O planeta não desaparecerá, nem chorará a nossa morte colectiva. Nós, Humanidade, é que deixaremos de existir ou conseguir manter-nos no topo da pirâmide. Porque não compreendemos que esse papel é para curadores e não donos predadores da Natureza. Que a inteligência existe para fazer passar o sentimento a um estádio superior: não para o substituir, sufocar ou pôr de lado. E, no fundo, sem ele não há sequer inteligência. Sem zona límbica, o neocortex sucumbe às pulsões do cérebro reptiliano: é como uma casa sem paredes, que não suporta o telhado e este vem abaixo mergulhando terra adentro numa amálgama de alicerces, tijolos, telhas.

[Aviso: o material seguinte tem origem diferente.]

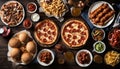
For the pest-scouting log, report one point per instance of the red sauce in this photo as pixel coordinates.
(31, 7)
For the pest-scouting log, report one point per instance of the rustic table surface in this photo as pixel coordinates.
(5, 64)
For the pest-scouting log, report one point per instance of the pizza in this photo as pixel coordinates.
(46, 32)
(74, 33)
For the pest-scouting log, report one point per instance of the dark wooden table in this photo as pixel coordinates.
(5, 64)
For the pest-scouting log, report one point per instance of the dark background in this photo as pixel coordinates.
(5, 64)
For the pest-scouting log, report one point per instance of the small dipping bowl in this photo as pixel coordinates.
(98, 34)
(35, 17)
(31, 7)
(27, 24)
(99, 47)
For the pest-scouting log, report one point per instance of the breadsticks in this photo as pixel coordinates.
(101, 15)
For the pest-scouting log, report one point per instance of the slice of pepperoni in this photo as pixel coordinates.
(74, 37)
(68, 40)
(73, 43)
(44, 40)
(45, 30)
(83, 33)
(82, 38)
(49, 32)
(54, 33)
(69, 36)
(46, 35)
(50, 37)
(52, 27)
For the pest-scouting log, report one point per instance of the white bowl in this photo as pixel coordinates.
(99, 51)
(83, 65)
(42, 63)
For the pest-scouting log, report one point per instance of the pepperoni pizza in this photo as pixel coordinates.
(46, 32)
(74, 33)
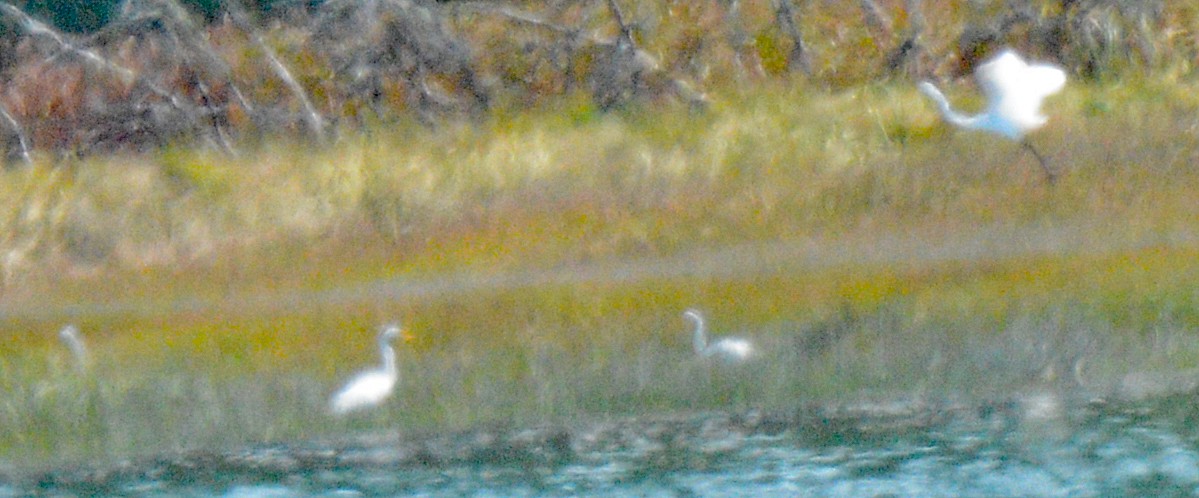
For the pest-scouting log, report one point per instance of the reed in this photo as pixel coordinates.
(543, 262)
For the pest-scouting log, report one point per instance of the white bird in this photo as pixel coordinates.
(728, 348)
(73, 341)
(1014, 90)
(372, 387)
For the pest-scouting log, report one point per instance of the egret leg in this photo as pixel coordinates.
(1044, 165)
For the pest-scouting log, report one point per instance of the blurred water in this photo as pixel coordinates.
(999, 449)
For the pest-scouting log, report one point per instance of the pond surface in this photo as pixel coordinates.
(1026, 447)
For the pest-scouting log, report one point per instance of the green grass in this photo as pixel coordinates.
(543, 261)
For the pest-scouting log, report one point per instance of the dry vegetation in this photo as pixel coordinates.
(540, 208)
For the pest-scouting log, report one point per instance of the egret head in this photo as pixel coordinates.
(392, 331)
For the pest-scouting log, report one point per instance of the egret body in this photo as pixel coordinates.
(372, 387)
(728, 348)
(73, 341)
(1014, 90)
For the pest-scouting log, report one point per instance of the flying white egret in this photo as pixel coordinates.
(372, 387)
(728, 349)
(1014, 90)
(73, 341)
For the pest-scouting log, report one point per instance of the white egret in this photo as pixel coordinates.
(1014, 90)
(728, 348)
(372, 387)
(73, 341)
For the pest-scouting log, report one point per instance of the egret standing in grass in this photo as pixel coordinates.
(1014, 90)
(73, 341)
(372, 387)
(731, 349)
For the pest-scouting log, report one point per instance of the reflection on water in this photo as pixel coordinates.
(995, 449)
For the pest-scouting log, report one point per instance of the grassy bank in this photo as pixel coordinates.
(543, 261)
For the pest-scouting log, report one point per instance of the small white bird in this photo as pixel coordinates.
(1014, 90)
(73, 341)
(729, 348)
(372, 387)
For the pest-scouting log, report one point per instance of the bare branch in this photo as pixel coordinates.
(22, 142)
(799, 55)
(312, 117)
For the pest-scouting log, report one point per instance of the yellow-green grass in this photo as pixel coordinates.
(543, 259)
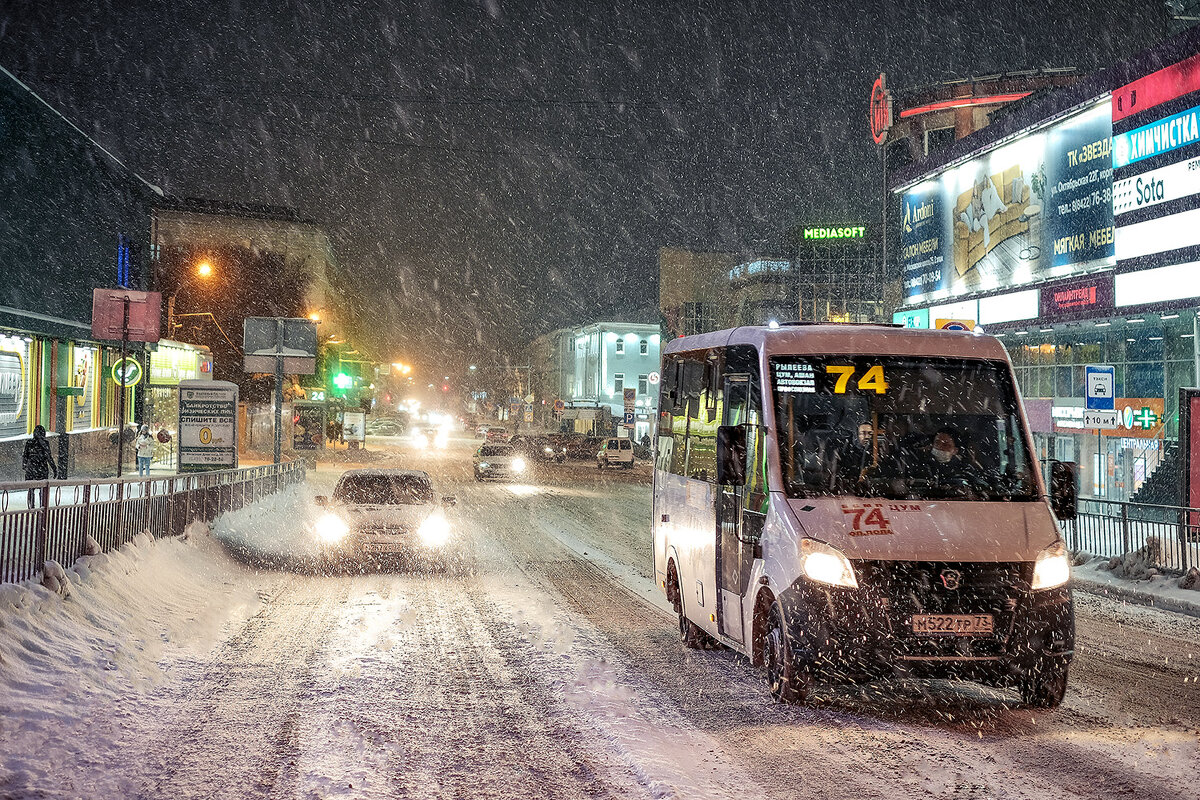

De resto, o perigo que corre em paralelo numa acção de entreajuda é a agressão às condições ecológicas para nos mantermos como espécie. Com a guerra que se prepara este estado de efervescência das águas a entrarem já em ponto de ebulição até se evaporar tudo é um milionésimo de milionésimo de milionésimo de um nano-segundo na história do Cosmos. Ou muito menos.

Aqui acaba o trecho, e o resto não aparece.